I went with our high school robotics team to demonstrate our robot. The place we went is a place where I used to work over 5 years ago. I thought we had departed on good terms. And I thought I was friends with many of the people there. Several of those people are my facebook friends.
I want to clarify one thing. This particular employer is one of our sponsors. They donate time and money, and resources to our team, and they invited us to come in and share the robot, our trophies, and our pictures during their lunch hours, in their cafeteria.
So, I showed up with the kids and robot today and we set up our display and set to work, showing off the robot and talking to visitors about who we are, what we do, and how we go about doing this.
I saw people that I recognized, and waved to them in passing. I didn't speak to them. I didn't interrupt their work. All I did was the equivalent of a chin raise and a "sup" as they passed by.
They looked at me. I KNOW they recognized me. I saw the recognition in their faces. And then, they hastily looked the other way.
I saw other people that I didn't know well, who I never thought of as friends who took the time to stop by, say hello, and ask how I was doing. They talked to the kids about the robot. They thanked me for coming out and followed up with an "It was so good to see you again!"
Strange.
I thought about it for a while. Friendship requires a certain level of acknowledgement of the existence of the other person.

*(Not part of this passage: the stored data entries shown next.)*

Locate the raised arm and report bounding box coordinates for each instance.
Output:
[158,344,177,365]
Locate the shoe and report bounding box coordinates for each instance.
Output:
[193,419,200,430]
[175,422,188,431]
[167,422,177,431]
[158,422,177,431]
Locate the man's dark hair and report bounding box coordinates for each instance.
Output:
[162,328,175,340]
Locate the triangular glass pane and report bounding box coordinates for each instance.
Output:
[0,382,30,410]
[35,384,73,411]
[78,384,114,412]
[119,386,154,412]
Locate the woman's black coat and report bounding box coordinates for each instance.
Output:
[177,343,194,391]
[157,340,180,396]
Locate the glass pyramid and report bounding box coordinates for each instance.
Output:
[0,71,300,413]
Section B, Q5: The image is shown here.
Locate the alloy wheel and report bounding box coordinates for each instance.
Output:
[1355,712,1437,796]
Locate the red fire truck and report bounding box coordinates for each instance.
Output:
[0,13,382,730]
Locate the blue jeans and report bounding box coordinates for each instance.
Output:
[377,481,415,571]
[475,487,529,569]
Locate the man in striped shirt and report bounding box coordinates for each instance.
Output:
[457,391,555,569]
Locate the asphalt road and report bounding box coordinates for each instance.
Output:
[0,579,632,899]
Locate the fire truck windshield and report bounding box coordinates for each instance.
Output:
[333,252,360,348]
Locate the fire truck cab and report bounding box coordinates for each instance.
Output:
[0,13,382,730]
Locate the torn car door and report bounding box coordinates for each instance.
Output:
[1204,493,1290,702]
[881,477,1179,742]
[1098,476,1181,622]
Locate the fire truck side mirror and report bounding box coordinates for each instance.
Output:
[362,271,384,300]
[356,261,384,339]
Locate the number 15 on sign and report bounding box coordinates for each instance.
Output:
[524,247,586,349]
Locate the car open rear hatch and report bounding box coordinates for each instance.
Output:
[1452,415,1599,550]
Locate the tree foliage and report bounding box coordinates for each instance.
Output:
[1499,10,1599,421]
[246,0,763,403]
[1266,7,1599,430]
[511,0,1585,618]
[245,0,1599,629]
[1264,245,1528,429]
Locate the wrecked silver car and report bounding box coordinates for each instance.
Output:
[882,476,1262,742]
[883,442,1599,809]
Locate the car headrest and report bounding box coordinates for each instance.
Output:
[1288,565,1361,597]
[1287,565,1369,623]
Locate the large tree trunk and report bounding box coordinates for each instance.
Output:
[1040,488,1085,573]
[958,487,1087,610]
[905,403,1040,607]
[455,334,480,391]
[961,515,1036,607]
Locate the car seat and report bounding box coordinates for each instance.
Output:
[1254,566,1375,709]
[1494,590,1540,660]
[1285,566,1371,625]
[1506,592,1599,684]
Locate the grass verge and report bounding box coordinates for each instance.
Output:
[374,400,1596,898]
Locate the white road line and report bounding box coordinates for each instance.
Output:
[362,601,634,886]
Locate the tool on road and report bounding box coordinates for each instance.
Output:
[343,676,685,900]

I understand that you may be working, but a head nod, a smile of recognition, or even a quick wave, just to say "HEY" is what is required to let the other sojourner in the world know that someone else out there knows you, recognizes you, and claims you as someone they know.
What I saw today baffled me.
It's odd, since many of them are my facebook friends, and I had posted on my page last night "We're going to be there tomorrow during lunch time!", and several of them had posted back "Great! Can't wait to see you and the robot."
Now, the root issue here is that they are my facebook friends. I have very strict guidelines on my facebook family. I have my page locked down very, very tight. If you are one of my facebook friends, you are either family or you are a friend who talks to me. You are someone I'd go get a couple of beers at Chili's with some Friday night and shoot the breeze. You acknowledge me, I acknowledge you, and we care about each other's lives and families.
I don't have random friends on facebook. I don't friend people just to up my friend count. My facebook friends are my real life friends.
This behavior bothered me more than I care to admit.
I called one of the ladies involved tonight and said "Hey! I missed seeing you today at lunch!" (Even though I saw her walk by and avert her gaze as she walked past.) "Oh, you know how it is", she replied "I'm just so busy I never even got down to the cafeteria. I got a promotion, you know, and it keeps me hopping. I really didn't know what busy was before. Well, I've got to go now. It was good talking to you. We'll have to do this again sometime."
Long story short, I unfriended the parties involved on facebook. Not to be mean, not to be spiteful. But because I realized a truth about our friendship.
You know what they say. With a real friend, you can go years without seeing each other. The first time you then get together, it's like nothing has changed. You sit down and start talking as if it was yesterday.
Friendship does take nurturing. It does need to be watered with love and care.
I'm off to go nurture a friendship now.
I believe I see a Chili's gathering in my very near future....
This post originally appeared in my now defunct "Mom's View" blog. I
moved it to this blog at the request of my kids, who wanted to have all
of the various posts that accompanied their high school years in one
place. I've matched the publication dates here to their original post
date. If you're reading these posts, I sincerely thank you for taking
the time to go back through them all!